Any one of those notes can be the root by
the way,
[MUSIC]
because they are all the same.
And I just move it up in minor thirds,
because each interval is a minor third.
It sounds really cool.
[MUSIC]
Sounds a little bit like when somebody
is tied to the railroad
tracks in a cartoon.
[MUSIC]
What's going to happen?
They're gonna get untied before
the train comes, dont worry.
Anyway, that is, you know, something that
you might hear Wes Montgomery actually
play in some of his scores.
[MUSIC]
It's a cool sound.
Okay, so now lets relate this as I said
to the dominant seven chord to the.
To see how we use it in jazz.
Well, it turns out
[MUSIC]
diminished chord is really cool.
If you take any one of the notes and
move it down a half step,
[MUSIC]
it becomes a dominant seven chord.
Pretty cool, right?
If I move the F sharp down to F,
it becomes an F seven chord
[MUSIC].
Right.
If I take the A and move down a half step,
it becomes an A flat seven chord.
[MUSIC]
Right?
If I take the C and move it down,
it becomes a B seven chord
[MUSIC].
Right?
And the E flat
[MUSIC]
move the E flat down to D
[MUSIC]
and it's a D seven chord.
Now, what in jazz a lot of people discover
is if you play the diminished chord and
just add the note a half-step lower,
you get a really cool chord.
Check it out it.
So, A, let's take, A diminished.
And I said, if you lower the root to an F,
I'm gonna have to,
[MUSIC]
I'm using some fancy fingering to do that.
I hammered on the F, so you could hear it.
[MUSIC]
What is that chord?
It's a nice juicy.
Dominant seven chord with a tension on it.

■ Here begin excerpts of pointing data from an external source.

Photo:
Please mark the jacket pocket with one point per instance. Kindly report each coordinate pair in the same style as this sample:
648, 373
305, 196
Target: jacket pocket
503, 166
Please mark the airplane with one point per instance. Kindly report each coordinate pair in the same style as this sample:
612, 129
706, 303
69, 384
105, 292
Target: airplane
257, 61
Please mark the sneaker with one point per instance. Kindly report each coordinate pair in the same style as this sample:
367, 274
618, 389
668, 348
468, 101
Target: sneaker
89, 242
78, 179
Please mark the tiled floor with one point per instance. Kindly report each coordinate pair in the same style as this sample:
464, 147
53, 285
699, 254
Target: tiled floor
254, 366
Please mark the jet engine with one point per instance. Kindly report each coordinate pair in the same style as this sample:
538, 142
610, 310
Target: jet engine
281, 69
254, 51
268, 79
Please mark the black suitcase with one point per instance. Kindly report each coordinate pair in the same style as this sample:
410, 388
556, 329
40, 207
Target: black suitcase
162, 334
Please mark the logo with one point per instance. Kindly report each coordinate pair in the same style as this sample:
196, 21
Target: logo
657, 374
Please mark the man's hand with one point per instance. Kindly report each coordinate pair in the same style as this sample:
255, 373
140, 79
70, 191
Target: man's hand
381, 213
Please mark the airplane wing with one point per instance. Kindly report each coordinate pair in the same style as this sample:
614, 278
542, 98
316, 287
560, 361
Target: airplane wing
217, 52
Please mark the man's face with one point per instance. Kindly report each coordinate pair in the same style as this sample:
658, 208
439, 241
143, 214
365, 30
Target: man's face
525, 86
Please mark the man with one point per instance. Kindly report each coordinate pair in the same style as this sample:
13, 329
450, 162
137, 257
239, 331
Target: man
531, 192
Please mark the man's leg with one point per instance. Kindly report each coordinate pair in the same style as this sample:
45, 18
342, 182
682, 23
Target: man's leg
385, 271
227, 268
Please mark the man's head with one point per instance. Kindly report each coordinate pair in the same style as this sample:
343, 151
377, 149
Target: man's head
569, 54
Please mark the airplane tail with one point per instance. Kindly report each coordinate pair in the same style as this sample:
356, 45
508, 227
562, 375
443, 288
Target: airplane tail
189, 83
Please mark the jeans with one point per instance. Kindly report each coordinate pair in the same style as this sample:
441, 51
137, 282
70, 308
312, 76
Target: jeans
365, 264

What it does is it adds a note
a half-step up from the root.
[MUSIC]
It adds the F-sharp.
[MUSIC]
And in affect, it becomes
an F seven flatted ninth chord.
An F seven flat nine.
Very important chord in jazz.
And the ninth.
If you remember,
we talked a little bit about the tensions.
If you continue.
[MUSIC]
Above the octave.
[MUSIC]
And just skipping a note each time.
[MUSIC]
You get those tensions.
The ninth is the first tension.
[MUSIC]
Tension is the notes above the octave,
another word for that.
So what we're doing is.
[MUSIC]
Making it a flatted ninth.
We're taking that 9th and moving it down
a step and it's a really juicy cord.
And in jazz what happens is that note
becomes a very nice leading cord.
Remember we talked about the magnet,
magnetism of the dominant seven cord.
This makes the dominant seven
cord even more magnetic.
Cuz you want to resolve it so much.
[MUSIC]
You just wanna
[MUSIC]
resolve it like that.
And we'll talk more about the diminished
chord in actually songs in a little while,
but I wanted to get that
concept out to you.
It's a very cool chord.
Play around with it.
See what those dominant,
related dominant chords are.
Play around with it in
different parts of the neck.
And let me know what you come up with.